Below are 10 approaches that help to retain the right candidates.

To what extent do these apply in your case?

Defining the role
1. We’re clear about what we’re looking for at the beginning. The more we change our target as we go, the more we’ll miss out on the right people.

Marketing the role
2. Our job specs and other branding messages make our company and opportunity sing. We’ve even market-tested them.
3. We go beyond “post and pray.” We also approach prospects in a proactive and personalized way to surface more good people.

Evaluating candidates
4. Our interviewers are good at selling the opportunity. And we train the interviewing team on how to conduct a predictive, strong interview. We know that “go interview this person and tell me if you like them” is poor guidance.
5. We evaluate candidates not just with interviews, but also through other assessments.

Closing the deal
6. We seek to understand a candidate’s goals and job acceptance criteria from the beginning of the process. This is helpful when crafting and closing the deal.
7. Our conversations with references are as productive as they can be. In fact, these reference calls often surface new candidates or new business for our company.

Process and feedback
8. We maintain an institutional memory of good prospects we’ve talked to in the past, so we get a running start for each new search.
9. Our speed is like Goldilocks: fast enough to not lose candidates to other opportunities, but measured enough to make good decisions.
10. We give prompt and sensitive feedback to candidates, so they leave with a positive impression of us. And we actively solicit feedback from candidates to improve our process.

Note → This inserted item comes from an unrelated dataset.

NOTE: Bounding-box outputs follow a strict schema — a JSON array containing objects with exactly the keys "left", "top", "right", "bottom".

If you see many areas where you lose people, you’re…. normal. Many companies struggle to have efficient, transparent, authentic, and predictive recruiting processes.

And that means that you have an opportunity:

Optimize each step and you will have a bigger and better funnel. Or optimize one step and your outcomes will still improve.

If your process is just a tad better than your competitors’, you will differentiate your company. And you will win a higher quality and quantity of candidates.

If your process is a LOT better, you will substantially differentiate your company and engage with even more good candidates.

My challenge to you: Pick one part of the process. Just one! And improve it.

Maybe it’s the area where you are losing the most candidates. Or where you risk missing out on the best candidates. Or the area that will be fastest to fix.

For example:
Look for an opportunity to delight. Delight and recruiting are seldom used in the same sentence. But again, opportunity abounds here. I read about one company that sends cookies to people on their dream list on their birthday (real, yummy cookies – not browser cookies!) to stay in touch. It’s a delighter that can jump-start searches.
Attract more attention at the top of the funnel. Increase the proportion of people you reach out to proactively. This is what retained recruiters do, and it takes time, but it tends to work.
Identify a key moment of truth where you can make or break the candidate experience. For instance, you could do a mutual feedback session with candidates, to show your willingness to improve and give them an understanding of how their candidacy struck you. (Consult your lawyers first!)

There are several other moments of truth that you can ‘own.’ For instance: The moment when someone arrives for an interview. The moment they receive a job offer. The time between them accepting an offer and starting at your company. How will you make those moments count?